Juan Pablo II, "Ecclesia in Europa", 5 (El Apocalipsis como icono)

Como no conocemos el Apocalipsis no sabemos en qué momento histórico estamos insertados y, por tanto, no lo vivimos interpretándolo bien.

Estamos en los últimos estertores del imperio romano. El jefe del eje Roma-Berlín se hacía llamar "El Kaiser" que significa "El César". Hoy todos los juristas en activo han estudiado el derecho romano como fuente de reglaje de sus estructuras mentales.

En el mismo periódico que leí la noticia, uno de esos que se firman "periodista y escritor", título que a mí me suena como si dijera "paseante y comensal", a propósito de esto, alababa el pensamiento de Bernard Shaw: "sólo hay una religión con muchas variantes", es decir, lo de los romanos: "muchos dioses".

Hay una bestia con una herida curada que tiene siete cabezas, que son siete colinas y siete reyes, y que es también uno octavo. El séptimo dura poco, tan poco que ya se ha terminado.
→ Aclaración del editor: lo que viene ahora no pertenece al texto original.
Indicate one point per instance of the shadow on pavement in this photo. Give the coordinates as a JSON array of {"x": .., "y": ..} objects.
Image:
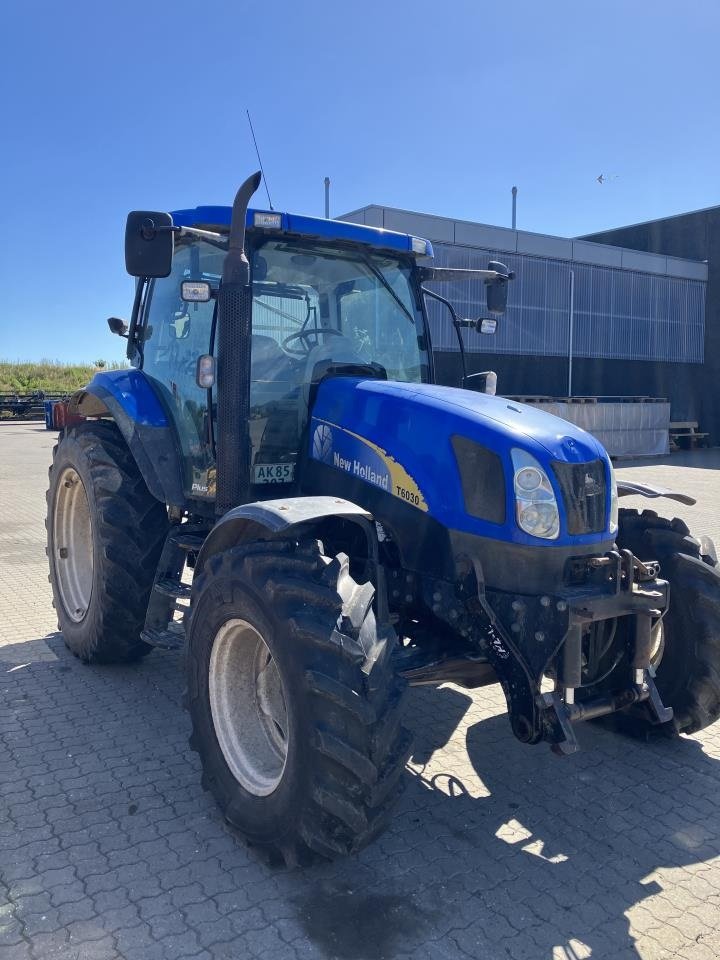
[{"x": 496, "y": 850}]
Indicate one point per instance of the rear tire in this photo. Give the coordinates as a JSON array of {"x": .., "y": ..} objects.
[
  {"x": 688, "y": 669},
  {"x": 323, "y": 783},
  {"x": 105, "y": 534}
]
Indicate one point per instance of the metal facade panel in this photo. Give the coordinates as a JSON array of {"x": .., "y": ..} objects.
[
  {"x": 692, "y": 269},
  {"x": 599, "y": 253},
  {"x": 419, "y": 225},
  {"x": 543, "y": 246},
  {"x": 481, "y": 235},
  {"x": 619, "y": 314},
  {"x": 637, "y": 260}
]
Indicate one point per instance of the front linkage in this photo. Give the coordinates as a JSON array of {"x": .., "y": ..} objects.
[{"x": 528, "y": 637}]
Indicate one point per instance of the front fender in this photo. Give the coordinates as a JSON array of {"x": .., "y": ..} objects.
[
  {"x": 253, "y": 521},
  {"x": 130, "y": 399},
  {"x": 628, "y": 489}
]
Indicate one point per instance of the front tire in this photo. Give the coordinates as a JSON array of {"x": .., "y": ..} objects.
[
  {"x": 295, "y": 705},
  {"x": 688, "y": 663},
  {"x": 105, "y": 534}
]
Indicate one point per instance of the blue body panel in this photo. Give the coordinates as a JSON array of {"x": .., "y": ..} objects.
[
  {"x": 133, "y": 392},
  {"x": 307, "y": 226},
  {"x": 397, "y": 436}
]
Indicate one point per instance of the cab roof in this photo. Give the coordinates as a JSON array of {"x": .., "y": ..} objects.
[{"x": 219, "y": 219}]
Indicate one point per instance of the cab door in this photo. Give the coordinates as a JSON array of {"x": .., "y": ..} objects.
[{"x": 175, "y": 335}]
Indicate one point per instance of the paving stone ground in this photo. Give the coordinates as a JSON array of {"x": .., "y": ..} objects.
[{"x": 110, "y": 849}]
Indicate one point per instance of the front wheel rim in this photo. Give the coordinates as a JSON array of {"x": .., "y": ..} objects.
[
  {"x": 73, "y": 545},
  {"x": 248, "y": 706}
]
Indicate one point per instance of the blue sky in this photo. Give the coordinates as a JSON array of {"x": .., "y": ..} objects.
[{"x": 432, "y": 106}]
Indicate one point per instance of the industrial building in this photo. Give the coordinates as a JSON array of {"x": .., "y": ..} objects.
[{"x": 629, "y": 312}]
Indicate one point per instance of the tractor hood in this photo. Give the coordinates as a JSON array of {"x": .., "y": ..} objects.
[{"x": 402, "y": 438}]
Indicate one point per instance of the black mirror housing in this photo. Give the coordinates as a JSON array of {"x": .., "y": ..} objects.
[
  {"x": 149, "y": 244},
  {"x": 118, "y": 326},
  {"x": 497, "y": 290}
]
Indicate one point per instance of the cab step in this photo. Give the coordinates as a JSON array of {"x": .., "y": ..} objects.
[
  {"x": 173, "y": 588},
  {"x": 173, "y": 638},
  {"x": 189, "y": 542}
]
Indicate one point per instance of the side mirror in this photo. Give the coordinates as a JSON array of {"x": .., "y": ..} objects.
[
  {"x": 149, "y": 244},
  {"x": 497, "y": 289},
  {"x": 486, "y": 325},
  {"x": 485, "y": 382},
  {"x": 118, "y": 326}
]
En 1948 ya hay Estado de Israel.

Pero es de los siete, que todo lo hacen justamente, con la justicia del imperio, sea el asirio, el egipcio, el babilónico, el persa, el griego, el romano o la commonwealth, que hizo justicia crucificando al coronado de espinas.

A mí, las denuncias del hecho que ha provocado el juicio, me parecen como si alguien se hubiera presentado a Poncio Pilato para denunciarle que habían coronado de espinas al que Él sólo había sentenciado a la flagelación y a la crucifixión.

Pero la historia sigue y no es algo monótono como un girar sin fin de peonzas sin sentido.

Una historia sin fin en la que sólo unos cuantos testigos proclaman que Cristo está vivo y los demás sigan para siempre burlándose de la realidad, pensándose que existen porque piensan, ya se ve que es una estupidez.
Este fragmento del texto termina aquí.